When my ex was young, the way of life he described, was the way it really was. Some of the things he told me were how men and women who were not married or direct relatives, could not be seen in public together, that the police would stop them, ask for identification and if the couple was not married or related, the police would then arrest them and contact relatives. This means no going out to eat, to the movies or of course to a hotel. Hard to believe for a Westerner but it really happened as described in these sources:
The policeman’s argument was that a married woman was sitting next to another man. “You are a Tamil woman. How can you sit with another man?” he questioned. Then came his one-liner: “This is Tamil Nadu, not America!” His threats during the 45 minutes he spend humiliating the two persons, included calling up the woman’s husband to the police station and telling him that he saw his wife in a compromising position with the man. The sub-inspector even tried to take the woman in a police jeep with no woman constable. His parting shot: “Take up the matter wherever you want.” The same day, a senior high court lawyer in his mid-40s was subjected to similar treatment when he was coming out of the Triplicane railway station with his wife. The policeman wanted to know who the woman was.

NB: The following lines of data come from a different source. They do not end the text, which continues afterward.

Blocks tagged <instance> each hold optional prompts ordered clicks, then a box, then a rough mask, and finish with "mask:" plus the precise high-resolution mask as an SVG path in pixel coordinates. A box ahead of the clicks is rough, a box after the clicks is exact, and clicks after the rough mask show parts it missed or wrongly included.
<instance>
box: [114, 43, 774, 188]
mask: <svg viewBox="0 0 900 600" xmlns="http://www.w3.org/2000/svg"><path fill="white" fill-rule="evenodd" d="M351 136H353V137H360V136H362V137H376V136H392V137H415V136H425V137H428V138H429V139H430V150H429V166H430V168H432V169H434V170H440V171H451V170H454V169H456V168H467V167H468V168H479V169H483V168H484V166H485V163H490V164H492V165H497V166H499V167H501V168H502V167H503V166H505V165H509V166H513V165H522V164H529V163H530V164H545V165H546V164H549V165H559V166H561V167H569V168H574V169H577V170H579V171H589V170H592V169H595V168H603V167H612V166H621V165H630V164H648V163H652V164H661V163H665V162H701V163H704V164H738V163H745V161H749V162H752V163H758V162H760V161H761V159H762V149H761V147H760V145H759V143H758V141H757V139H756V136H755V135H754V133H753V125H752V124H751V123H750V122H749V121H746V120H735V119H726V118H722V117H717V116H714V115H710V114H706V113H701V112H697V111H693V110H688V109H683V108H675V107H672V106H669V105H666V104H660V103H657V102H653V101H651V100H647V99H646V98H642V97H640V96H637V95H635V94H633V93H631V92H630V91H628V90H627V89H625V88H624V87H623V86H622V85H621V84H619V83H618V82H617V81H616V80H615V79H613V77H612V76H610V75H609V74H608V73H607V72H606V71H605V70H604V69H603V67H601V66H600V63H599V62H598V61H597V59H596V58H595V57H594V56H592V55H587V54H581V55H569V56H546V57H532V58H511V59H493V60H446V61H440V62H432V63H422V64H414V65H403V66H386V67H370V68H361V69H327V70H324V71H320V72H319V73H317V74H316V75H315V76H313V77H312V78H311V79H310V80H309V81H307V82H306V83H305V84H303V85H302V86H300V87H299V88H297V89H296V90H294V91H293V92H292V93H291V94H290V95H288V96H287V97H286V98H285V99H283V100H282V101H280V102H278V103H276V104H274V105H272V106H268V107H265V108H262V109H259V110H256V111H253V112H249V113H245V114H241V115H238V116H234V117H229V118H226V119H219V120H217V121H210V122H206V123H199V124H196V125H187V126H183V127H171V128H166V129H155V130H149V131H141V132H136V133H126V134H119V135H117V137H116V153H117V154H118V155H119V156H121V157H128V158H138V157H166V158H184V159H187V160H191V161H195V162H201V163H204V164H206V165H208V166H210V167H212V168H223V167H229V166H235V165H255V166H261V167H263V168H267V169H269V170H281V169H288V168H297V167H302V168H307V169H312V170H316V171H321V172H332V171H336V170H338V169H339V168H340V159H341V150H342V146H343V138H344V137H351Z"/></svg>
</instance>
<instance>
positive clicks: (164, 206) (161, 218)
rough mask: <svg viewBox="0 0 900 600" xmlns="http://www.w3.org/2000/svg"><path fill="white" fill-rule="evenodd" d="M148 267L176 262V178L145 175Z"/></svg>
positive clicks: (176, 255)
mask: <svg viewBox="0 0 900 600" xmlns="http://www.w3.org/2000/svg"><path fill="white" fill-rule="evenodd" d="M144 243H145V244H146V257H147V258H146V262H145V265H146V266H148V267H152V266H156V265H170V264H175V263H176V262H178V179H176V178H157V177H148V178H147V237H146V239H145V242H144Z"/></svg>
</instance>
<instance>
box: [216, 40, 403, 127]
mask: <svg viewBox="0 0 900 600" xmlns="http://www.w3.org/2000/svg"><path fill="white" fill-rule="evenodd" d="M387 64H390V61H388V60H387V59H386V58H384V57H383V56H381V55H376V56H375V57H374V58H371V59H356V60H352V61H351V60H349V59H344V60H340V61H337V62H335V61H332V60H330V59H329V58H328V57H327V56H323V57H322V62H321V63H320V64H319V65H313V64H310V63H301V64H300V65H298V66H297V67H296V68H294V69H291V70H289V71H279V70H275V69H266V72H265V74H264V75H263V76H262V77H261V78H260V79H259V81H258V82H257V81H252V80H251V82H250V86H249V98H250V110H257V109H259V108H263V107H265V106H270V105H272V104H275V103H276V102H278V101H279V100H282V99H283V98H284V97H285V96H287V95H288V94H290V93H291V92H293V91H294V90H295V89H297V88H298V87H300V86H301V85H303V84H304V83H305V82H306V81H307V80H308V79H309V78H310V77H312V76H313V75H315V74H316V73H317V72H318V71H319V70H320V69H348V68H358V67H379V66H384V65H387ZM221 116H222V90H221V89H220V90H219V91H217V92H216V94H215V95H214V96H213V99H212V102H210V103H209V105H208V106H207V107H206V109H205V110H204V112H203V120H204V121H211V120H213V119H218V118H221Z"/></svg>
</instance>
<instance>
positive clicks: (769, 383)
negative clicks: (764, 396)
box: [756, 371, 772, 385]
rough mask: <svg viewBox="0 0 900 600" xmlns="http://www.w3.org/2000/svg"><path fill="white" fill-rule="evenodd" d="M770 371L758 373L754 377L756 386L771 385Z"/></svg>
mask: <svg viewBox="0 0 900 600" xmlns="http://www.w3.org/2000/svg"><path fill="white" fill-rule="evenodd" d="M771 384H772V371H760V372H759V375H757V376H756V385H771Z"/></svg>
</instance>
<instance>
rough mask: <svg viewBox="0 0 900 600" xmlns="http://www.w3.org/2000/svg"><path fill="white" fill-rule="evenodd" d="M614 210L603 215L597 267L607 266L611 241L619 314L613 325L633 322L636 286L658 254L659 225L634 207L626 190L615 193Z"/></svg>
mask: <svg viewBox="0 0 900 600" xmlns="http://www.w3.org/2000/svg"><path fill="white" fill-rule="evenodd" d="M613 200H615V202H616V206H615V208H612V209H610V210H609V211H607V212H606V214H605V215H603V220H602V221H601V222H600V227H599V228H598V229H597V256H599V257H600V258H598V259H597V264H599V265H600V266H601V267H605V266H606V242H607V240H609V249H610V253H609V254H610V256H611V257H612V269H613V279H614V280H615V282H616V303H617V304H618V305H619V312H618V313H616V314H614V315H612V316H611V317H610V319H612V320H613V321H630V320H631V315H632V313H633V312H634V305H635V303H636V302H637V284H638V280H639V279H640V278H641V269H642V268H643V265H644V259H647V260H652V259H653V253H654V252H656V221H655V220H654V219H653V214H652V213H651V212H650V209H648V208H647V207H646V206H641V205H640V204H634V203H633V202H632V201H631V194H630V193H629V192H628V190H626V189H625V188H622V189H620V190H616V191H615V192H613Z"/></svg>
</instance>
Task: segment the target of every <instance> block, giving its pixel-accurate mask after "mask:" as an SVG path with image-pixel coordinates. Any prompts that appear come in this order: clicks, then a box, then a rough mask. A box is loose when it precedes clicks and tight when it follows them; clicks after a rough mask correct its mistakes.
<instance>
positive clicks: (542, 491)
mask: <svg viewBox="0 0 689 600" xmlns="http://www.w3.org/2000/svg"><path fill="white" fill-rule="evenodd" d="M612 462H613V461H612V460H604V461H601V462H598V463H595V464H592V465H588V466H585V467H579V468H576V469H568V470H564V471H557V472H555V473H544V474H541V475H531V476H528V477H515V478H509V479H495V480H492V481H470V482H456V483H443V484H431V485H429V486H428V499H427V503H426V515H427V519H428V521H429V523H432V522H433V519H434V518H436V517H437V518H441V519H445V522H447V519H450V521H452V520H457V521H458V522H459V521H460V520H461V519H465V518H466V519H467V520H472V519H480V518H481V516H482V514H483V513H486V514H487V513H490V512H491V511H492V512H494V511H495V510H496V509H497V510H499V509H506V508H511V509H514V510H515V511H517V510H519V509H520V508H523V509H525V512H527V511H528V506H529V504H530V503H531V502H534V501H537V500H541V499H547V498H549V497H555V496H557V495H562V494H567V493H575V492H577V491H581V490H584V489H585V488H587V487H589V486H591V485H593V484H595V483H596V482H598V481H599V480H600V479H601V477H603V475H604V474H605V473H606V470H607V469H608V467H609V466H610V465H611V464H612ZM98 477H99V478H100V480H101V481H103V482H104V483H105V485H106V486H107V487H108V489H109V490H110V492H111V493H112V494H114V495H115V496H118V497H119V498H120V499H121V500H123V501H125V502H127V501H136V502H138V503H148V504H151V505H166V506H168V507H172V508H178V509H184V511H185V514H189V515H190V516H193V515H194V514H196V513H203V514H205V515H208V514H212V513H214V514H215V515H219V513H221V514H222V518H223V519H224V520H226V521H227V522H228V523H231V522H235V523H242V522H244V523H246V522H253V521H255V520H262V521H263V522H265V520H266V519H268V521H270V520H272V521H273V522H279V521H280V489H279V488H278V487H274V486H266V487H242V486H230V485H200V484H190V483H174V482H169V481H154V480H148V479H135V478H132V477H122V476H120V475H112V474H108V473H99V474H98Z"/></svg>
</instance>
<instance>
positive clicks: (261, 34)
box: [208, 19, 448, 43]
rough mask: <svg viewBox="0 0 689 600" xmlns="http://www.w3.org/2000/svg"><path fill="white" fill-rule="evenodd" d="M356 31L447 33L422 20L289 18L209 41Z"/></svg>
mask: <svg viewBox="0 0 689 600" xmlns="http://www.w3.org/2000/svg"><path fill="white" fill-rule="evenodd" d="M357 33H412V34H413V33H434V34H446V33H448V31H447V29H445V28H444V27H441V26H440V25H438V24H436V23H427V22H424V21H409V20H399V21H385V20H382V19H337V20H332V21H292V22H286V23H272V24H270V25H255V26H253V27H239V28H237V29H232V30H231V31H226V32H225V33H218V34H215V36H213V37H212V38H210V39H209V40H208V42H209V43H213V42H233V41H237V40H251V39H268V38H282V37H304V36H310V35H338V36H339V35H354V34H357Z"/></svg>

- Disturbing trend of moral ‘policing’ in Chennai
- Unmarried couples to stay in chennai resort?
- Chennai’s Moral Police
The harrassment also extended to ones style of dress or hair. Men who wore their hair long were often arrested and hassled, treated as criminals. Thankfully, it appears there has been some loosening up, some progress to a more open society. I can not find an article more recent than 2010 so I think things have changed. Plus, some things like men with long hair have not been an issue at all.
I’m sure as I learn more about India I will discover more idiosyncrasies as it seems to be inherent in the very fiber of the country. A country so diverse with so many languages, religions, backgrounds and preferences is bound to be a study in contrast — beautiful and terrible is how I have heard it described. Someday soon I hope to see for myself.